Why "Follow Your Passion" Is Not Good Career Advice

Updated: Jan 2

Odds are you have heard the phrase "follow your passion" as a piece of career advice. The advice sounds easy and harmless enough, just find what you love and do it. Often times parents give their kids this advice as a way not put pressure on them to go into a career path that they do not love. It can be empowering to be given this freedom to pursue what you want without judgement. However many clients I see often talk about how this messaging raises their anxiety level and leaves them feeling lost. Why is that?

Incomplete Advice: The phrase "follow your passion" does not give a road map on how to find out what you love. It overlooks the complex process of self exploration, trying things out, learning from failure, being flexible, and taking advantage of unplanned events.

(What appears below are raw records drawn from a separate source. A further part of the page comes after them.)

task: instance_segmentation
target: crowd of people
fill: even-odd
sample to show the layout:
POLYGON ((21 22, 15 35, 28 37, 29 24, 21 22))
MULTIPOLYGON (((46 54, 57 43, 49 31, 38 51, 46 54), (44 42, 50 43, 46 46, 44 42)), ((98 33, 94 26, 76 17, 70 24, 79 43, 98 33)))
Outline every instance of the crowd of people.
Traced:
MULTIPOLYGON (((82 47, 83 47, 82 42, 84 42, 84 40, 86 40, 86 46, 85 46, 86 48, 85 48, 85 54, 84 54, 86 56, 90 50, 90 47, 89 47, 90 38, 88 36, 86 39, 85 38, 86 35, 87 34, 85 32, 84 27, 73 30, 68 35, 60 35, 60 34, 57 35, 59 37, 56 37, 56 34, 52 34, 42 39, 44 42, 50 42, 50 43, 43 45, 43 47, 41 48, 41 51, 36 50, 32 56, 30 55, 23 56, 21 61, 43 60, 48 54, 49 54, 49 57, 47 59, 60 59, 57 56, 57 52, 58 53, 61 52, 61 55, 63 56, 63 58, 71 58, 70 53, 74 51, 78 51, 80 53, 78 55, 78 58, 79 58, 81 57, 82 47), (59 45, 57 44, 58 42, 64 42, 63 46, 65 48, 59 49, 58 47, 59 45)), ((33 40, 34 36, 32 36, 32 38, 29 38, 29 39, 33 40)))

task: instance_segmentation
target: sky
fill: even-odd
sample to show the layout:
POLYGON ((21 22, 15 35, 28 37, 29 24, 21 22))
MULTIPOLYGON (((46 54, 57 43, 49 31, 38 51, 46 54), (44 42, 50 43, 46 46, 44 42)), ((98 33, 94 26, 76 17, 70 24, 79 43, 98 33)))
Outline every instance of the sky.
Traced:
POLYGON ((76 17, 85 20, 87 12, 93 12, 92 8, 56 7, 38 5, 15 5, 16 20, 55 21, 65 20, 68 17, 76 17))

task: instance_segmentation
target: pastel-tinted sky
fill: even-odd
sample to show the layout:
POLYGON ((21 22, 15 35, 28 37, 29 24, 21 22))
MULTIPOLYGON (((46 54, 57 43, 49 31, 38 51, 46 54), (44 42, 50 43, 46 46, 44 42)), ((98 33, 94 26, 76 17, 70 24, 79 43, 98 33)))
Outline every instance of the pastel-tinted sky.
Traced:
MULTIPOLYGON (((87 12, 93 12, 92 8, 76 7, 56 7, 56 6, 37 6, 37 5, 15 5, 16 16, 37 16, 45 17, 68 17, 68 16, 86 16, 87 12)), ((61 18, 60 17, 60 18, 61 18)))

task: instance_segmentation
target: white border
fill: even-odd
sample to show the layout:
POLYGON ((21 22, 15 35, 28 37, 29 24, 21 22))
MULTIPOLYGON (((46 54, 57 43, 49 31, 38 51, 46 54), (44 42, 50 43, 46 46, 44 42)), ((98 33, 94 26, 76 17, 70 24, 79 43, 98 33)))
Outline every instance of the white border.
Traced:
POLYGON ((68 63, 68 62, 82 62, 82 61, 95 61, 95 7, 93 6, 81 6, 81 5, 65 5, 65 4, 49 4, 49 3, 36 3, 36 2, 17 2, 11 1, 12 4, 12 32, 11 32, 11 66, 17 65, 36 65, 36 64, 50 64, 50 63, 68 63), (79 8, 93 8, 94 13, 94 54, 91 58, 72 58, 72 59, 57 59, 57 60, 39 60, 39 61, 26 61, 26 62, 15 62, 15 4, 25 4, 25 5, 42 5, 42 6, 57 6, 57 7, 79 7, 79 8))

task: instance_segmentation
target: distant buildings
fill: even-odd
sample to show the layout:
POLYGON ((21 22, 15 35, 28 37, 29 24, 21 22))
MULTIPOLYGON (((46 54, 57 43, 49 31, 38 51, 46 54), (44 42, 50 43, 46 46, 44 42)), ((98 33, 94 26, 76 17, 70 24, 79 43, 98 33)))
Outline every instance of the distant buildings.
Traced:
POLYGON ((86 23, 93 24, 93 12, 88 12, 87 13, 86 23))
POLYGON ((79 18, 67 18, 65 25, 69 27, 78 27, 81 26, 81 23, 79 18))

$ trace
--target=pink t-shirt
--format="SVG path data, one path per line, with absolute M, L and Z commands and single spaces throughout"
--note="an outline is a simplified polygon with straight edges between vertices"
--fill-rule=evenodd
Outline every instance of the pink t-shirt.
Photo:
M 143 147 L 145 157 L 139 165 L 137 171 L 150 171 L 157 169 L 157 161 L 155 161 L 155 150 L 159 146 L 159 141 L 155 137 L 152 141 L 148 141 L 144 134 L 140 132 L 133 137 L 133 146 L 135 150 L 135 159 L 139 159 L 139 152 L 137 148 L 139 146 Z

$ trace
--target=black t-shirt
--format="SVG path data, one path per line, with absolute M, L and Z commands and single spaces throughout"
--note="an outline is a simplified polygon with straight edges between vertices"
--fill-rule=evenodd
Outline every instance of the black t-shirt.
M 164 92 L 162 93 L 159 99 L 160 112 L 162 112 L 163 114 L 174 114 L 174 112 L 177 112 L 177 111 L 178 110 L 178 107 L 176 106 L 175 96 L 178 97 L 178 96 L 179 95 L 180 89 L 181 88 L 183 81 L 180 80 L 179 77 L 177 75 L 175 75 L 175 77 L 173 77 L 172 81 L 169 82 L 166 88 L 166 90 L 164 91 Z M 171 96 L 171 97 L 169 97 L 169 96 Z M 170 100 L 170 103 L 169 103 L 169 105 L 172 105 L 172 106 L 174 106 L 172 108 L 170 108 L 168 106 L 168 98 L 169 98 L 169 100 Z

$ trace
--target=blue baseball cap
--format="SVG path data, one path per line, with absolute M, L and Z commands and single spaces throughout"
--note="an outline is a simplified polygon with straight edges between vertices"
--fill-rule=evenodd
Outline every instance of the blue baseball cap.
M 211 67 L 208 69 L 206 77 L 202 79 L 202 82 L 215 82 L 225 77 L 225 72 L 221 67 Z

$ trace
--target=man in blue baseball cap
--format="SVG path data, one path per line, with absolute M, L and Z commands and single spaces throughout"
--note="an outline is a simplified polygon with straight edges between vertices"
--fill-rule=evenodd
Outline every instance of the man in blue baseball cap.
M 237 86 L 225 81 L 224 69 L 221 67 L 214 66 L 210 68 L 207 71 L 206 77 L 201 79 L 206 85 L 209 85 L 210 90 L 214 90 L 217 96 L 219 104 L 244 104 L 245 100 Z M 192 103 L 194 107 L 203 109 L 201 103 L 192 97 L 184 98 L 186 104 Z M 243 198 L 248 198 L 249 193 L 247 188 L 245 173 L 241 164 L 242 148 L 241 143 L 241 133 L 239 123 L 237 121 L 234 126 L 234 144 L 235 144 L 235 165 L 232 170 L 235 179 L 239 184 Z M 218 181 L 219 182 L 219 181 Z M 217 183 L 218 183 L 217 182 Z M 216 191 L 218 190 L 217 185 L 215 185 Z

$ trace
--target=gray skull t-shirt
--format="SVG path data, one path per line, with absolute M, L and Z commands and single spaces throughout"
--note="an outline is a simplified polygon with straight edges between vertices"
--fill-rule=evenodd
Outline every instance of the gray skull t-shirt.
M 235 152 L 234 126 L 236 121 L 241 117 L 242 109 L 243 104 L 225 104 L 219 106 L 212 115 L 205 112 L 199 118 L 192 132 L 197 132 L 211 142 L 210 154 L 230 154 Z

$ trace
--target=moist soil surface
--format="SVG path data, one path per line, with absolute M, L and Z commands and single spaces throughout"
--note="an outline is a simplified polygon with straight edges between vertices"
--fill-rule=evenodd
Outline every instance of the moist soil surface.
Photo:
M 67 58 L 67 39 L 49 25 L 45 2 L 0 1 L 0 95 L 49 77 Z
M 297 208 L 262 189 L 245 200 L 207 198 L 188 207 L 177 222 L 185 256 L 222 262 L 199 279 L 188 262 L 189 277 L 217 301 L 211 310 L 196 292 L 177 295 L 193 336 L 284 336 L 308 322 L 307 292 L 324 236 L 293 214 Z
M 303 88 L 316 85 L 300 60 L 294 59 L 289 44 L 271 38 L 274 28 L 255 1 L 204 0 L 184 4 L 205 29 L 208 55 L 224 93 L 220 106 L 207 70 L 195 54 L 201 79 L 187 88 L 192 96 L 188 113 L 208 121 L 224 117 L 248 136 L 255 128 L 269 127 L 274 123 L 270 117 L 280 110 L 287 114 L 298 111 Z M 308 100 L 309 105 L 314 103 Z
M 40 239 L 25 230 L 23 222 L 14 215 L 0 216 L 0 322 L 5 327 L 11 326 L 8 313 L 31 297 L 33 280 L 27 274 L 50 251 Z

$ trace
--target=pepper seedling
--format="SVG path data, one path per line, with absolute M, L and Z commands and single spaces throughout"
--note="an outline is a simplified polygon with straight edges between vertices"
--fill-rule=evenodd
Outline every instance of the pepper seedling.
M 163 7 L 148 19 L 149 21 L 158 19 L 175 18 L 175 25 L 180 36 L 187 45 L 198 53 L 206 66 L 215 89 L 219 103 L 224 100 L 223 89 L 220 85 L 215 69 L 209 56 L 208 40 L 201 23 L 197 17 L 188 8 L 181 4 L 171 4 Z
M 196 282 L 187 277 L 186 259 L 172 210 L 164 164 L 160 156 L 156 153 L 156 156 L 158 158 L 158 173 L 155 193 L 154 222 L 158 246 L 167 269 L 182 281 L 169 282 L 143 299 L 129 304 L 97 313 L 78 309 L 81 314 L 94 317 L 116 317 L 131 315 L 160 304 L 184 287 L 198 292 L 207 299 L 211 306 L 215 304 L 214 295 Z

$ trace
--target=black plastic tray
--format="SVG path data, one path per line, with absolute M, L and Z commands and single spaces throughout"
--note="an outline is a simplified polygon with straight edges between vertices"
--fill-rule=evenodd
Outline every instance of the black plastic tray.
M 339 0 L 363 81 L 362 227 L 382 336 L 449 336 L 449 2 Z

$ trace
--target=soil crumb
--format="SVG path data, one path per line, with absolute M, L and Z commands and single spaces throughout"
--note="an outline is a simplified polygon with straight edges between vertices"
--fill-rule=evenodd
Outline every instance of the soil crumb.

Decision Making Fatigue: Clients I work with talk about how there is pressure to figure out the one thing they love amidst many options. Additionally college students feel like whatever they major in is what they will be doing for the next forty years. They wonder "what will happen if I make the wrong choice?" This leads to what I call "decision making fatigue". It is where you are so overwhelmed by options that it is hard to take action.

Passion is Not a Fixed Entity: I talked about the pressure that many individuals feel to find what their 'true' passion is. The truth is we have many jobs and passions over a lifetime. The Bureau of Labor Statistics show that a person has an average of 12-14 paid jobs until the age of 40. These jobs occur over several fields. This number does not account for the unpaid work and activities that we do. As individuals we grow and change. The things that gave us a sense of purpose at 18 may be different at 25 and at 40. Giving yourself permission to learn, grow, explore, and make changes based on the person you are today is one of the key ingredients in achieving authentic career wellness.